People with diabetes may have a heightened risk of developing Parkinson's disease, especially at a relatively young age, a new study finds.
Published online in Diabetes Care, the study adds to recent research linking diabetes to Parkinson's disease. But neither this report nor the earlier ones prove that diabetes itself raises a person's risk of Parkinson's disease.
Instead, researchers suspect that it's more likely the two diseases share some common underlying causes.
The new study looked at health insurance claims from more than one million Taiwanese adults – including more than 600,000 with diabetes.
More risk in diabetic women
Over nine years, people with diabetes were diagnosed with Parkinson's disease at a rate of 3.6 cases per 10,000 people each year, versus 2.1 per 10,000 among people without diabetes.
When the researchers factored in age, sex and certain other health conditions, they found that diabetes was still linked to an increased risk of Parkinson's – especially at a relatively young age.
Among women in their 40s and 50s, those with diabetes had twice the risk of Parkinson's that diabetes-free women did.
The same was true among men in their 20s and 30s, though that was based on only a handful of Parkinson's cases: there were four cases among young men with diabetes, and two among those without diabetes.
Exactly what it all means is unclear, according to Dr Yu Sun and Dr Chung-Yi Li, who led the study.

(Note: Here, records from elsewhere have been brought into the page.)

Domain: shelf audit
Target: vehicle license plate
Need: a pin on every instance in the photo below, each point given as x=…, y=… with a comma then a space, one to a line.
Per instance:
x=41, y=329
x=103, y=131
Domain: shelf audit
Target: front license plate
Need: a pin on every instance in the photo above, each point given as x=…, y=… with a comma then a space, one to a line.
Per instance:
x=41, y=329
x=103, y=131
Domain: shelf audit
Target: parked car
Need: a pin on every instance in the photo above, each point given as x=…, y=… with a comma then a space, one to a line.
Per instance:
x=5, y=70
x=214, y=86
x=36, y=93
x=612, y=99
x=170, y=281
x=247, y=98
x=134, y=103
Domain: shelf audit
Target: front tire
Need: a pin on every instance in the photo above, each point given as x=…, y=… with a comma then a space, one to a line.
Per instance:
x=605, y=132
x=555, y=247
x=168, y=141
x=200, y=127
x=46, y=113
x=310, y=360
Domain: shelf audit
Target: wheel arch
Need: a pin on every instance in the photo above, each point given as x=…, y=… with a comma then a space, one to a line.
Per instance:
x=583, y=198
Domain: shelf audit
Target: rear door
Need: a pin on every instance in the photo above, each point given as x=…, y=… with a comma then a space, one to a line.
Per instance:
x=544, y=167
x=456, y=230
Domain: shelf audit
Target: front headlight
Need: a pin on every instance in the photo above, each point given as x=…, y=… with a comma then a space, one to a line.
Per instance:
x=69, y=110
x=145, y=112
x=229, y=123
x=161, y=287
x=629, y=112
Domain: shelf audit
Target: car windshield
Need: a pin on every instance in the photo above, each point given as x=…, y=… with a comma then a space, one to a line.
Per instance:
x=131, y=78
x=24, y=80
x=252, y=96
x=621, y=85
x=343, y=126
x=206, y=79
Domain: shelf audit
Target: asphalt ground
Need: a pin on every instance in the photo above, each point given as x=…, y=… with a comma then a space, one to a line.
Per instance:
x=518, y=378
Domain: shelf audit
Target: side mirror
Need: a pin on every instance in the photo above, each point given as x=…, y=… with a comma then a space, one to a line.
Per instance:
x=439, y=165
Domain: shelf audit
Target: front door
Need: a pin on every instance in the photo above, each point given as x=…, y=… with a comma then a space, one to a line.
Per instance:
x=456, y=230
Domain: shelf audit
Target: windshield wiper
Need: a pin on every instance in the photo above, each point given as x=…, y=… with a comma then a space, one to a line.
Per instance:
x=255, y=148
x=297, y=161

But on average, people develop Parkinson's diagnosis around age 60, the researchers noted in an email to Reuters Health.
"Our findings tend to suggest a relationship between diabetes and early-onset Parkinson's disease," said Drs Sun and Li, who are based at En Chu Kong Hospital and National Cheng Kung University in Taiwan.
That's in line with a study of Danish adults published last year, the researchers noted. (See Reuters Health story of April 15, 2011.)
Genetic susceptibility in diabetes and Parkinson’s
The researchers acknowledge that the current study had limited data.
"Because our study was based on claims data," Drs Sun and Li said, "it lacks information on some of the known risk factors for Parkinson's disease, such as pesticide exposure."
Researchers have speculated on the potential reasons for the diabetes-Parkinson's link, and they suspect there might be certain biological mechanisms that contribute to both conditions.
One possibility is chronic, low-level inflammation throughout the body, which is suspected of contributing to a number of chronic diseases by damaging cells. There might also be a common genetic susceptibility to both diabetes and Parkinson's.
Parkinson’s still a low risk
But even if people with diabetes have a relatively elevated risk of Parkinson's, it's still a low risk, the two authors pointed out.
In this study, there were fewer than four cases per 10,000 diabetic adults each year. A recent US study found a similar pattern: Of 21,600 older adults with diabetes, 0.8% were diagnosed with Parkinson's over 15 years. That compared with 0.5% of people who were diabetes-free at the study's start.
More studies are needed, the researchers said, to understand why diabetes is related to a higher Parkinson's risk – and what, if anything, can be done about it.